Thankfully, the Redskins had the week off to fix their millions of problems (banning fan signs as an issue of public safety...well done, Danny Boy). But, dammit, the Rams and Titans actually won. And that pisses me right off. Now our only hope for the perfect season lies in the craptastic arms of the Bucs. Fuck. I was really hoping that the Rams would run the slate. Oh well, on with the worst:
5. Rex Ryan - I'm really starting to enjoy this fucking lardmouth getting karma shoved up his ass. What kind of fuck-up let's Ted Ginn beat him? TWICE. I really do hate the Jets. Whether it be Ryan acting like a buffoon on the sideline or Sanchise eating a dick on the bench or those awful NY Titans uni's that they keep wearing, this team is a big box of poo. And I wish the worst for them.
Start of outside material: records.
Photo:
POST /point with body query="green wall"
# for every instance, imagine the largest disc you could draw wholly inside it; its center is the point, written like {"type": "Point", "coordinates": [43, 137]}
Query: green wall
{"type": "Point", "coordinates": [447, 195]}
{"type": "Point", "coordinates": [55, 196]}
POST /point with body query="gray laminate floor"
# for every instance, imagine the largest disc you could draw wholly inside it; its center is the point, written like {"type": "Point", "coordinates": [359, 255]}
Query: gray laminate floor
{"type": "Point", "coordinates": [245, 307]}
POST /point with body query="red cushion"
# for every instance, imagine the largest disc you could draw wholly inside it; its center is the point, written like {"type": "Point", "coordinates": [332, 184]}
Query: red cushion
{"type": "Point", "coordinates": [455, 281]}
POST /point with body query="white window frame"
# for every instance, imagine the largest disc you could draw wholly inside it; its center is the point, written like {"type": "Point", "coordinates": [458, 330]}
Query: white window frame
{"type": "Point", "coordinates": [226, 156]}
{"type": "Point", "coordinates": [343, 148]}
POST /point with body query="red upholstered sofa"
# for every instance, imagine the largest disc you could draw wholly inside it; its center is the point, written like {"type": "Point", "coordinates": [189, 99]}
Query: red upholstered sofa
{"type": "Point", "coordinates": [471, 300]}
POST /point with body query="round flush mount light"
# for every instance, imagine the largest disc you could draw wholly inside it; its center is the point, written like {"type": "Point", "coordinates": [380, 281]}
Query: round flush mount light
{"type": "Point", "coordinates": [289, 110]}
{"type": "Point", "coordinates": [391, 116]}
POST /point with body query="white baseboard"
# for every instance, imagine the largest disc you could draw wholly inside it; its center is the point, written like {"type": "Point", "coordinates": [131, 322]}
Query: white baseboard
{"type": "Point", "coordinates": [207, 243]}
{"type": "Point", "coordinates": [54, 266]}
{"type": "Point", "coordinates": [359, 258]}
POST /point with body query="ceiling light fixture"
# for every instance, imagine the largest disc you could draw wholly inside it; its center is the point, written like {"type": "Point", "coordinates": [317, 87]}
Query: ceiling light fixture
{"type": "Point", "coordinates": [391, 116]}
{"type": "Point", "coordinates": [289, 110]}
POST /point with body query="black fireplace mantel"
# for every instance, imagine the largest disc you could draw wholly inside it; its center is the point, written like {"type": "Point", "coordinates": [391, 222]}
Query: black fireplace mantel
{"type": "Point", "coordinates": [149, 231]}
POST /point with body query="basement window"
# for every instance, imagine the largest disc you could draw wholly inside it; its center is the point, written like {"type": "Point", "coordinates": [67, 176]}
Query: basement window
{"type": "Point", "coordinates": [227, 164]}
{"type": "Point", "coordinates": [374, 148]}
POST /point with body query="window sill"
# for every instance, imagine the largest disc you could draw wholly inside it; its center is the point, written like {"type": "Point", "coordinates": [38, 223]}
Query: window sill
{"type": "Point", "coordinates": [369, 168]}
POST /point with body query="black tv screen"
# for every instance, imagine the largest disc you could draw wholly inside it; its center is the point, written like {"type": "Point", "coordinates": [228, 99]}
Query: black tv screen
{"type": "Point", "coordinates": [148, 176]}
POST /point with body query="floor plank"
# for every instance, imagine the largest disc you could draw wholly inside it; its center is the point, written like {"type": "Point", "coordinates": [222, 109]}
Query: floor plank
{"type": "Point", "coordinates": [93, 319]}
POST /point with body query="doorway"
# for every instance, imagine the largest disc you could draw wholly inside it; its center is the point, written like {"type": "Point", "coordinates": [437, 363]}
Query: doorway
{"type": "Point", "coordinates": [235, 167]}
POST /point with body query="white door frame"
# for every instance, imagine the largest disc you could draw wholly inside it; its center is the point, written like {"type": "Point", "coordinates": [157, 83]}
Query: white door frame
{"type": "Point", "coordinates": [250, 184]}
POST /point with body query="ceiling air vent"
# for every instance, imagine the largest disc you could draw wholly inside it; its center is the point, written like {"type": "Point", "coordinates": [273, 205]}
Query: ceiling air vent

4. Eli Manning - What the fuck, retard? He's back to his old terrible ways again where he can't throw in the cold. Remember when douchebags like Peter King were calling Eli an MVP candidate? Yeah, the Giants don't even look like a playoff team now. You can throw on them at will. Brandon Jacobs blows nutsack. It's great. Oh, and the Eagles still aren't a title contender either. They aren't beating the Saints or Vikes.
3. Derek Anderson - Enough is enough already...this guy can not play football. Not just in the NFL either. He should be banned from throwing passes anywhere. Even to his kid (who is likely too ashamed to have a catch with his old man anyway). He is that bad. And I'm not one of those fags who thinks that Quinn should go in either. Because I don't...because he is worse. I didn't even think it was possible to complete 12% of your passes over the course of a month. Just an awful player on an awful team run by awful football people. Send these losers to LA already and start over again in 8 years. They should hire Two-A-Days coach, Rush Propst to run this team. Yes, that was an awesome reference.
2. Kurt Warner - I don't get the Cardinals. They look like studs against the Giants and some other team that escapes my memory and then lose to a Jake Delhomme-led squadron yesterday. What the fuck? Oh, you're saying that Warner turned the ball over five times because he is an old man that sucks? I see now. Not even the Redskins lost to the Panthers by double digits. Ugh. Anquan Boldin, you sir are a fucking bitch. That is all.
1. Wisconsin - Fuck all of you people. Every single one of you. That should have been a united front of hatred outside of Lamb-balls Field. There should have twenty flaming Favre effigies per parking lot. Instead, half of you supported this asshole. YOU CHEERED FOR THE QB OF YOUR GODDAMN DIVISION RIVAL!!! What do you expect from people who consider bratwurst to be a healthy snack. I fucking hate when fans do this shit. Brett Favre hasn't played for the Packers in two fucking years. It's over. Get over it. And he stuck it up your fucking asses yesterday and you took it all and smiled. Fans root for the jerseys. You don't attach your allegiance to players. It's no wonder that everyone hates Packer fans (might not be true but probably is). They are too stupid to realize that pro athletes are greedy and selfish fucks who do not give a shit about the fans that support them. And will Aaron Rodgers please stop pissing down his bloomers in big games? When was the last time that this bitch actually played well in a spotlight game? He sucked again while Favre made him look like a bitch (again). You know, maybe the Packers just suck. Maybe they are one of those teams that will never beat a good team but will beat the shitty ones. Are they the Houston Texans of the NFC and will sport an 8-8 record every year? Coach Humpty Dumpty needs to pull the marker out of his hat and shove it up his dickhole already. He is terrible.
Damn, I hate Brett Favre. But even that cockfart couldn't break my spirit today. FUCK YOU IN YOUR PENGUIN ASS, MR. ACE!!! The EPIC win on Saturday evening by the Miami RedHawks over the Toledo Buttsex was a long time coming. 1-8 and the yearlong losing streak is FINALLY OVER. Best team ever? Best team ever. Definitely the best team in Ohio.